= Shri Ambica Steam Navigation Company =

Indian company (now dissolved)

Shri Ambica Steam Navigation Company was an Indian owned navigation company having its head office at Dadabhai Naoraji Road at Bombay.

It was started in 1942 by Bombay based Gujarati businessmen and founder directors were Ratanji Mulji, Mathuradas Mulji, Liladhar Chatrabhuj, Madhavji Nensi, Kanji L. Sheth and other promoters included Seth Haridas Madhavdas, Rai Bahadur Jagmal Raja, Seth Vithaldas Kanji, Seth Vijaysinh Govindji.

The company operated on western coast of India. Its crew consisted of ships like D/S Mammy purchased in 1945 and renamed Ambica, Woodlark purchased in 1956 renamed Asha The s.s. Halcyon Med was purchased by the Shri Ambica Steam Navigation Company, Ltd., Bombay in 1956 and also renamed Asha II.

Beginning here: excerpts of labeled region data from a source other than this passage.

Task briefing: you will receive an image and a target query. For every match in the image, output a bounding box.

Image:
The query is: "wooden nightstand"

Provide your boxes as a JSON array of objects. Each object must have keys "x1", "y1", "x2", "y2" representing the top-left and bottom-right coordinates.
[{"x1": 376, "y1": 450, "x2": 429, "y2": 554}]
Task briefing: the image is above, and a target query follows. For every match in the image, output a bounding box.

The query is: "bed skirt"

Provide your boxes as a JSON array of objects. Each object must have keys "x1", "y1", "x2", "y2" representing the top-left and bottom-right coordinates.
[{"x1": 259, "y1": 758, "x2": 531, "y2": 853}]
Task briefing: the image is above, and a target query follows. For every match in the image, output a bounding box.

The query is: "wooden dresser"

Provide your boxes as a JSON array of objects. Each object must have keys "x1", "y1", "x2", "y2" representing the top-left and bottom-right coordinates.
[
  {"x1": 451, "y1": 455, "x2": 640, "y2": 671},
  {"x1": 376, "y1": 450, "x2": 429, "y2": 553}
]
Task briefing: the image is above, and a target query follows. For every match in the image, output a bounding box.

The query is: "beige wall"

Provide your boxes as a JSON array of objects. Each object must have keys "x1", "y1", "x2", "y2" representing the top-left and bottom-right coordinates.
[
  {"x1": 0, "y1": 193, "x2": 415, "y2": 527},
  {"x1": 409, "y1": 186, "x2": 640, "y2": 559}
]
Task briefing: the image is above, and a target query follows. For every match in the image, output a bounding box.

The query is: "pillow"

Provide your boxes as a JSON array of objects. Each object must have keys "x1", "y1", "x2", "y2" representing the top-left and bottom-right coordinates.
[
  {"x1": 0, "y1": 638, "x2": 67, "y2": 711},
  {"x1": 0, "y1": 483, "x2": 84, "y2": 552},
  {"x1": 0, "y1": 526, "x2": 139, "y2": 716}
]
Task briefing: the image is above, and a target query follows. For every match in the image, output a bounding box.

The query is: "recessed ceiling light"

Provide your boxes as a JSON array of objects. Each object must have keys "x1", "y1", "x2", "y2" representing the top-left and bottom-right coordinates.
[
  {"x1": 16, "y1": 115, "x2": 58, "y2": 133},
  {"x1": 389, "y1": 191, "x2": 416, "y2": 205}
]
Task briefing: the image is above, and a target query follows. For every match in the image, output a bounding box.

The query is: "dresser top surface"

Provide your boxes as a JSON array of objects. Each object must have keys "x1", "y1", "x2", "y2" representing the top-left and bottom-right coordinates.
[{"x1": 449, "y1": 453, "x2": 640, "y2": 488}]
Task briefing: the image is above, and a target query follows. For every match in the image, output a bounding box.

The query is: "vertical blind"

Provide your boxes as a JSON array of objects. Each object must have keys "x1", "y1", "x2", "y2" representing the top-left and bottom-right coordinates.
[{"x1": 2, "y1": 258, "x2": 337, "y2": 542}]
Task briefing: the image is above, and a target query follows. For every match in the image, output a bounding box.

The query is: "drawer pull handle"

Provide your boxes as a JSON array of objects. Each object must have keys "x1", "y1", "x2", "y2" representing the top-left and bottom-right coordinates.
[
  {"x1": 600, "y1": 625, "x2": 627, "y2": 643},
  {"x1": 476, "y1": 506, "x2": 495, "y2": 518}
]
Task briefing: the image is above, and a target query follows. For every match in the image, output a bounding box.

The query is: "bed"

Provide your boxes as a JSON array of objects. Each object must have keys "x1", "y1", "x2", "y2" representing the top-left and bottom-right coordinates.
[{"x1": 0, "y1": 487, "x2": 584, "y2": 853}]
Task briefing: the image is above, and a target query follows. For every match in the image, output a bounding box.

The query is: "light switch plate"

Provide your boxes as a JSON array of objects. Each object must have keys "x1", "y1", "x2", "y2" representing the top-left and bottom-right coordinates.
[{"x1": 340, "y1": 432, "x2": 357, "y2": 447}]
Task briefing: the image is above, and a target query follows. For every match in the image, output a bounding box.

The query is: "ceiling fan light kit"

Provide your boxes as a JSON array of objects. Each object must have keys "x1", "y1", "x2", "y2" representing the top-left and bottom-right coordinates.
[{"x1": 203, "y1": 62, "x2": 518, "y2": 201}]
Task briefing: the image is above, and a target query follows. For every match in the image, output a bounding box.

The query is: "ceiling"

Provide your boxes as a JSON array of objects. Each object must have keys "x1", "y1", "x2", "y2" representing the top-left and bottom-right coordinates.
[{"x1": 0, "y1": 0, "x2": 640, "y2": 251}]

The Shri Ambica Steam Navigation Company later also launched an airline company named Ambica Airlines, as its subsidiary, in year 1947, however, the airline was closed in 1949.

The company was member of the National Steamship Owners' Association.

The company, however, became defunct due to operational losses and other factors and stopped doing business by the year 1980 by which time most of the founders were either not alive or not active.